I’ve been pretty active on Twitter for over a decade now. Once I started writing more, I got more active and like Linkedin, found it to be a good place to source leads and share content.

Both clients I’ve found through Twitter were inbound, but I’ve had some conversations using outbound too. Typically, the pattern is that someone mentions me when another person asks about hiring a technical blogger or writer.

The takeaway: Your followers want to be helpful, so turn them into lead sourcers on Twitter.

7. Email Newsletters (6%)

I run a few email newsletters now with over 3,000 subscribers now, but given how specific Draft.dev’s services are, it hasn’t been a huge source of new deals.

I tried advertising in two industry email newsletters last month and just closed our first deal as a result of those ads. This ended up being a great ROI, so I plan to do more of this as we grow.

The takeaway: Email newsletters are a great captive audience, and advertising in small, niche newsletters can be extremely cost-effective.

8. Cold Emails (3%)

I ran one cold email campaign in December. I sent 100 personalized emails over the course of two days to companies that are in our target market. From those efforts, I got one client.

This is actually not bad as cold email goes, but I’ve noticed that clients coming in from a cold email are the most skeptical. They tend to want small trial runs, which are difficult to execute given the highly specific kind of content we write.

The other problem with using cold email as a growth channel is that our target market really isn’t that big. There might be 5,000 companies that are the right size and industry, and of those, some fraction will be looking for content, and an even smaller fraction want an outside vendor.

So, I’ve paused our mass email efforts for now to focus on trust-first channels like content and social media.

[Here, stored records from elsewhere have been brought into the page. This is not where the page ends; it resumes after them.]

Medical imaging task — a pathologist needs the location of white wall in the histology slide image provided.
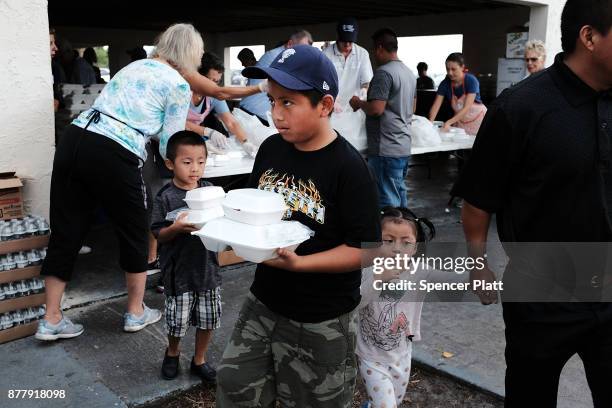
[0,0,54,216]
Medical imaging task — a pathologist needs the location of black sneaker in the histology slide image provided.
[191,359,217,384]
[162,349,180,380]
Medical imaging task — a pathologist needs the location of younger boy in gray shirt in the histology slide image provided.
[151,131,221,383]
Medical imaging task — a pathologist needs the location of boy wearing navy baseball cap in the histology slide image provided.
[217,45,381,408]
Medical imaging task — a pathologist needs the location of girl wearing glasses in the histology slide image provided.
[355,207,435,408]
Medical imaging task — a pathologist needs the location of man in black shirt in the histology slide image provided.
[453,0,612,407]
[417,62,436,90]
[216,45,380,408]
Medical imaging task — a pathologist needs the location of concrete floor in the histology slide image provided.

The takeaway: Cold email might work for smaller ticket items, but it is a hard channel to build trust on.

9. Events/Conferences (3%)

In April, I started reaching out to Meetup groups and conferences to get more involved in groups that are relevant to our target market. This channel is new, but I’ve already closed one deal and have several more in the pipeline. It seems to be working well, and I enjoy it, so I expect to scale this up in 2021.

The takeaway: Being an invited speaker will help you quickly build trust with an audience.

What’s Next?

Looking at this breakdown is both encouraging and concerning.

On one hand, it’s great that the quality and quantity of our work is helping drive growth. It’s also nice to have a lot of channels going as we aren’t overly reliant on any one of them.

On the other hand, we don’t have one of those easy “money in, sales out” type funnels. It’s really hard to predict how many new clients will come in from any of these channels at this point, and some of them won’t necessarily scale too well.

That said, my goal is to create a profitable lifestyle business here, so growth isn’t everything.

We still have a lot of opportunities to add value for our clients by offering SEO keyword research, social media collateral, and video content later this year. While doing all these things at scale will present new challenges, I’m really excited about figuring each of them out the way we’ve figured out written content at Draft.dev.